Rihanna's last album, 2009's Rated R, found the Barbados-born diva trading umbrellas for f-words as well as mingling sexual and violent imagery in a blistering barrage of angry songs. A year later, the tide of this 22-year-old's rage has mostly ebbed. What remains is sex.
On "Fading," Rihanna realizes she isn't content to stay with someone whose words and actions don't line up: "You say you love me/But this isn't working/Stop thinking you can run over me/ … Go on, be gone." Isolated lines on the otherwise sensual "Only Girl (In the World)" capture a woman's longing to be treated right ("Want you to make me feel like I'm the only girl in the world/Like I'm the only one that you'll ever love").
"Raining Men" warns a guy that the singer's not an easy mark, sexually speaking. (The rest of the album begs to differ.) "Complicated" sorts through the mixed emotions of an up-and-down relationship. "Man Down" narrates, reggae-style, the sad story of a woman who regrets shooting and killing a man. Among other things, she now fears jail and prays for mercy ("Oh Lord, a mercy now") as sirens sound in the background.
Album opener "S&M" sets the sexual tone for Loud. "Pain is my pleasure," Rihanna coos before bragging, "I may be bad, but I'm perfectly good at it/Sex in the air, I don't care, I love the smell of it." Then she adds, "Sticks and stones may break my bones/But chains and whips excite me."
"What's My Name" features Drake, who wastes no time before degrading a woman with a "compliment" regarding her oral sex skills. Rihanna later responds, "Not everyone knows how to work my body/ … Let's explore your talent/ … Every door you enter, I will let you in." Similarly sexual double entendres inhabit "Only Girl (In the World)." Guest contributor Nicki Minaj makes graphic references to both her own anatomy and that of a man who wants to have sex with her on "Raining Men." "Skin" celebrates a man and a woman getting naked and having sex. "California King" ponders how a woman could be so physically close to a man yet so emotionally distant. She doesn't get an answer, but she does quip about evidence of their sexual relationship on the sheets the next morning. The woman also equates asking the man if he loves her with emotional weakness.
"Cheers" enumerates all the things that deserve another round of drinks (specifically, Jameson Irish Whiskey), including the repeated line, "Don't let the b‑‑tards get you down/Turn it around with another round." Elsewhere, "n-gga," "b‑‑ch," and a handful of f- and s-words are partially censored.

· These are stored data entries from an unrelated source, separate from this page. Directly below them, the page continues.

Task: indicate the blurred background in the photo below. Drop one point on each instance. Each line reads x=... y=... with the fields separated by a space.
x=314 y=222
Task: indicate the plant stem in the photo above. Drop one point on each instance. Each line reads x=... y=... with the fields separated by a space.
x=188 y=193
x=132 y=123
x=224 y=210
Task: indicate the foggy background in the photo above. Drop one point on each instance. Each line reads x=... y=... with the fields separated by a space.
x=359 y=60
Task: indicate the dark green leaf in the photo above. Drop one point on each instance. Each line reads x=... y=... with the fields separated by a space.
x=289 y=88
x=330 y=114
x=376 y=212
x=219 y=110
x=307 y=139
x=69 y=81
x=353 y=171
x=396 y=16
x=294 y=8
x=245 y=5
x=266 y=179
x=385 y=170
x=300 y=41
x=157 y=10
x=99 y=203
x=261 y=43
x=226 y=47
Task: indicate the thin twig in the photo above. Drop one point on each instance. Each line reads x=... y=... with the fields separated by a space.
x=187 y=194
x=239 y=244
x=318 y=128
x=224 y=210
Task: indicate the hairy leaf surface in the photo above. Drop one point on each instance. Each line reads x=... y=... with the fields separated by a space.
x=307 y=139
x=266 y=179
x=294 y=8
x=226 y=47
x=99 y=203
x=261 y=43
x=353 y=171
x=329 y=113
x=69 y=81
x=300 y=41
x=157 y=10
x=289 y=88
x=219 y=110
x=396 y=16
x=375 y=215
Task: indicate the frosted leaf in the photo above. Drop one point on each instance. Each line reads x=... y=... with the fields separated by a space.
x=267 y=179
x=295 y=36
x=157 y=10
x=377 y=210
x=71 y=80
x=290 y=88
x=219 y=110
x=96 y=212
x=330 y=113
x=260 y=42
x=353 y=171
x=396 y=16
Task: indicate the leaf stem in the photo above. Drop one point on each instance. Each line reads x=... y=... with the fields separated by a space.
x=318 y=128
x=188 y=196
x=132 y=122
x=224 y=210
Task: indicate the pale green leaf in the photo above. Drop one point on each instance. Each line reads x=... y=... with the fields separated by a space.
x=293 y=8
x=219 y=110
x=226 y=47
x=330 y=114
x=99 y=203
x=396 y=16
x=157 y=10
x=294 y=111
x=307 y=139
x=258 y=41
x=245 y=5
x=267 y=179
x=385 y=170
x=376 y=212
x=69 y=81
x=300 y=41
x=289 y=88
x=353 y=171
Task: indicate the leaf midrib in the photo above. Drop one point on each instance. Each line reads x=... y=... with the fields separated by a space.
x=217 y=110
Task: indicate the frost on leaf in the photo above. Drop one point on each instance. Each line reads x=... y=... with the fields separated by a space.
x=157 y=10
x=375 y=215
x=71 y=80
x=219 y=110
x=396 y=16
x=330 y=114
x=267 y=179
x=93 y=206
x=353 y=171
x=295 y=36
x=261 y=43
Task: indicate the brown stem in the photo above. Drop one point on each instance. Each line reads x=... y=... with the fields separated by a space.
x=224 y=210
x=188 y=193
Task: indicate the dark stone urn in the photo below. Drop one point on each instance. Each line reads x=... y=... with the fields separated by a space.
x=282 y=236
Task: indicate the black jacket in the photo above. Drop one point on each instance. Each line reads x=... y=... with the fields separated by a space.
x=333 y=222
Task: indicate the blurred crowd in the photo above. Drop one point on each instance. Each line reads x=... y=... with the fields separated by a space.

"Love the Way You Lie (Part II)" is a follow-up to the hit duet Rihanna shared with Eminem. She gets the spotlight this time around, detailing (again) a violently dysfunctional relationship. "Glass is shattered from the fight," Rihanna sings. "In this tug of war, you'll always win, even when I'm right." Eminem's contribution is, if anything, even more intense than what we heard in the first song ("You hit me twice, yeah, but who's countin'/I may have to hit you three times, I'm startin' to lose count").
A year ago, Rihanna made the news for wrapping her unclothed upper torso in barbed wire for the artwork accompanying her single "Russian Roulette." Then came the fierce, Grace Jones-esque glare she delivered on the stickered disc Rated R. That album cover may as well have been labeled, "Don't tread on me!"
A quick glance at the liner notes for Loud (and even a quick glance isn't advised, actually) reveal a Rihanna whose image is as soft and sensual as her Rated R image was edgy and angry. She pouts like Marilyn Monroe and crawls through beds of roses or on the beach wearing very little. (Her arm obscures only part of her bare breast in one shot.)
Those photos perfectly mirror the content of the 11 songs she sings. With few exceptions, Rihanna drives home the message that sex is not just the best thing in life, it's the only thing.